Hey, gold mining buffs! How’s your appetite? For risk, I mean.
Gold prices spiked $7, or 0.6 percent, higher last week. Mining stocks fared better. WAY better. Some more “way” than others. Ordinarily, junior mining shares are most volatile, rising and falling to a greater degree than larger gold producers.
But last week, things went topsy-turvy. The VanEck Vectors Gold Miners ETF (NYSE Arca: GDX), a portfolio tracking more than four dozen of the majors, popped up by 3 percent, outpacing a 1.6 percent uptick in the VanEck Vectors Junior Gold Miners ETF (NYSE Arca: GDXJ). GDXJ amalgamates the performance of nearly six dozen mostly early-stage companies. Two-thirds of GDX companies are large- or mid-caps; nearly all GDXJ components are small- or micro-cap outfits.
Aggressive investors like the levered returns that juniors provide. You can see how juniors outperformed the majors back in 2010 while gold was still rising to record highs. The chart below illustrates investor enthusiasm for risk in the mining sector. It’s really nothing more than a ratio of GDXJ’s price to GDX’s, adjusted for stock splits. When investors’ risk appetite increases, GDXJ outdoes GDX. When investors pull in their horns, GDX does better, meaning it falls at a slower pace than GDXJ.

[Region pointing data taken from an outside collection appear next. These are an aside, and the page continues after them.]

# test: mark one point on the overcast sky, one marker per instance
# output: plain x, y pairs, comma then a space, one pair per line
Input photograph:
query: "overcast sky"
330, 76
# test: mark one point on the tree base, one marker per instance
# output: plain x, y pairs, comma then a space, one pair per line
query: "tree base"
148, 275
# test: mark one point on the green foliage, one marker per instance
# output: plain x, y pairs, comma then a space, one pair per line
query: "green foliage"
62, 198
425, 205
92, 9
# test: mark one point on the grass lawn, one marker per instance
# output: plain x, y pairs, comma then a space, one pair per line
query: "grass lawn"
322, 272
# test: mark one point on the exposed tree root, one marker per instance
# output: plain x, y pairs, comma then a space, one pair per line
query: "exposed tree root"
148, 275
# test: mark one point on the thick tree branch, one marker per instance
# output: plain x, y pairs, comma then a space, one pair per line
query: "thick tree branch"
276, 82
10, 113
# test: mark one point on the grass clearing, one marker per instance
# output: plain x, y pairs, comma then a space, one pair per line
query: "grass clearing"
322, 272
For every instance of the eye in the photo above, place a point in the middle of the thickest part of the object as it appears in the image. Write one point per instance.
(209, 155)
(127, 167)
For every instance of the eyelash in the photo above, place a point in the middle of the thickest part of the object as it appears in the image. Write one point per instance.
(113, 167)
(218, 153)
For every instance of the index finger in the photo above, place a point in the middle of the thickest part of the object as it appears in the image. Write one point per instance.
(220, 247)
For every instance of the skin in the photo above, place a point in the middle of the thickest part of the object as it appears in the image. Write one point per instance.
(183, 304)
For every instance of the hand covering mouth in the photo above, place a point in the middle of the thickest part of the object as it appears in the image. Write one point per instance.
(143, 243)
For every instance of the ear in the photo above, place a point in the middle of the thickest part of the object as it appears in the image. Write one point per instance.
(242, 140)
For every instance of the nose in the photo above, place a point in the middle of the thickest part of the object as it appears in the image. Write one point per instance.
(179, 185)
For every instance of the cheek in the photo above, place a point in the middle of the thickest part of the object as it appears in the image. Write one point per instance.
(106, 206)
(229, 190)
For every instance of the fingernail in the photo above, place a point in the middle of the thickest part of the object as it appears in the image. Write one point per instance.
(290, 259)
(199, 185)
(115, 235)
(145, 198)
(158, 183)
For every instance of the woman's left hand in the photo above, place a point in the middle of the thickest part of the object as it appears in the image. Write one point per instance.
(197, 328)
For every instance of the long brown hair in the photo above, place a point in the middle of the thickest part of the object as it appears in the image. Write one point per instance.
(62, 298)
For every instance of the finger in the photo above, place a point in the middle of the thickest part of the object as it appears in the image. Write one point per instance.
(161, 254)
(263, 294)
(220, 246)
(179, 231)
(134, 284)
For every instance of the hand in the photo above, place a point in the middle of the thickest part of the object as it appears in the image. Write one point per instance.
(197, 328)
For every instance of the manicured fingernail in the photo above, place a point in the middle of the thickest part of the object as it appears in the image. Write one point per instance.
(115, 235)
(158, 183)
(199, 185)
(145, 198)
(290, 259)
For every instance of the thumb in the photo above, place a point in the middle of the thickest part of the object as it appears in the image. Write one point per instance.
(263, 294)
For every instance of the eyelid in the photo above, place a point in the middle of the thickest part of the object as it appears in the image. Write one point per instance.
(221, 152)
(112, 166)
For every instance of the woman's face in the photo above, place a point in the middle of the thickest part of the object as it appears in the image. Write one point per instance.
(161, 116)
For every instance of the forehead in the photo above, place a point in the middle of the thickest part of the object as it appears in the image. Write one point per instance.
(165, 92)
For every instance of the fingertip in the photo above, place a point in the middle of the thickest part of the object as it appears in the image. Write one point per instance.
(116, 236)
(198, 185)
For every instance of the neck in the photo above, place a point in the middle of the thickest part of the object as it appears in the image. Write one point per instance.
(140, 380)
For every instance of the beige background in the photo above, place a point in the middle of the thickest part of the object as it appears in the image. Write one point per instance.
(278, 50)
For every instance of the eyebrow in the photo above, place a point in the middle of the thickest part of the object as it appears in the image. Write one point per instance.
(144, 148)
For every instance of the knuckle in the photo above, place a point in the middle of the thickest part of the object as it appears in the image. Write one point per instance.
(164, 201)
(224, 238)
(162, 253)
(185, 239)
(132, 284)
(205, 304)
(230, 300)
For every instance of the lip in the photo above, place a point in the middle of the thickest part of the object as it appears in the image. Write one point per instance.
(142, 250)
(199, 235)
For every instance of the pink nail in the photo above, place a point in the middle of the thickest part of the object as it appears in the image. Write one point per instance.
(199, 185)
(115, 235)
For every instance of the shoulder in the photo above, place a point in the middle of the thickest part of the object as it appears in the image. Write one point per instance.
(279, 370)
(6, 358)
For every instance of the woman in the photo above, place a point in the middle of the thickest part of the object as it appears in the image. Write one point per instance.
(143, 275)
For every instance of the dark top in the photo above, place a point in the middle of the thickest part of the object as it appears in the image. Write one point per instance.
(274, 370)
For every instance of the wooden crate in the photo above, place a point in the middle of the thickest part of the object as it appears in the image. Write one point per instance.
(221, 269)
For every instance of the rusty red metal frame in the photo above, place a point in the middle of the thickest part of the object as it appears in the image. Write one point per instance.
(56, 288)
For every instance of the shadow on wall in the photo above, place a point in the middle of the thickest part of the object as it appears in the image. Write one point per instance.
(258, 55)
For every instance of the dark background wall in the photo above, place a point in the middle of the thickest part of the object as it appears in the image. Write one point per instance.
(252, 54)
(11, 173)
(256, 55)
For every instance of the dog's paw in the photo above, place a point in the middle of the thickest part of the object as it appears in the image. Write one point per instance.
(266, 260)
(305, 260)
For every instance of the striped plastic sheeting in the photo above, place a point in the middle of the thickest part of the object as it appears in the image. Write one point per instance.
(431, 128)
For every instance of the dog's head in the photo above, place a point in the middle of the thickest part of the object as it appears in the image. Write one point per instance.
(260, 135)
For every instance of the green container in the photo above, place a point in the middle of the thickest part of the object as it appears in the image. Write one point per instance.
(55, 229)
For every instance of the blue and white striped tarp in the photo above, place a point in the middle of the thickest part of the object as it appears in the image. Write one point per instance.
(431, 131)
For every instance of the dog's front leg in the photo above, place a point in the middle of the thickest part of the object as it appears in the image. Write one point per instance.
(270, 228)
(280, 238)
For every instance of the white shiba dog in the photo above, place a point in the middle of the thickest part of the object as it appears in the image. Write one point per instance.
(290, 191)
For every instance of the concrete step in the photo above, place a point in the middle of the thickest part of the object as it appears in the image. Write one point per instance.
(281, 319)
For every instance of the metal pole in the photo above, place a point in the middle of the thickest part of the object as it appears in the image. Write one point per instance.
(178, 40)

Major turns in risk appetite often telegraph shifts in the bullion market. You can see the downturn in the miners ratio in late 2010-early 2011 which telegraphed gold’s peak price three months later. The December 2015 bottom in gold prices was preceded by an upturn in risk appetite earlier in the spring.
Last week’s price action in gold and the miners wasn’t very bullish. It was anemic, really. That’s not to say that gold doesn’t have upside potential. It may very well break out of its long-term funk in the near future. For a breakout to be sustainable, though, people need to be hungry for change. What we saw last week was a muted appetite for risk.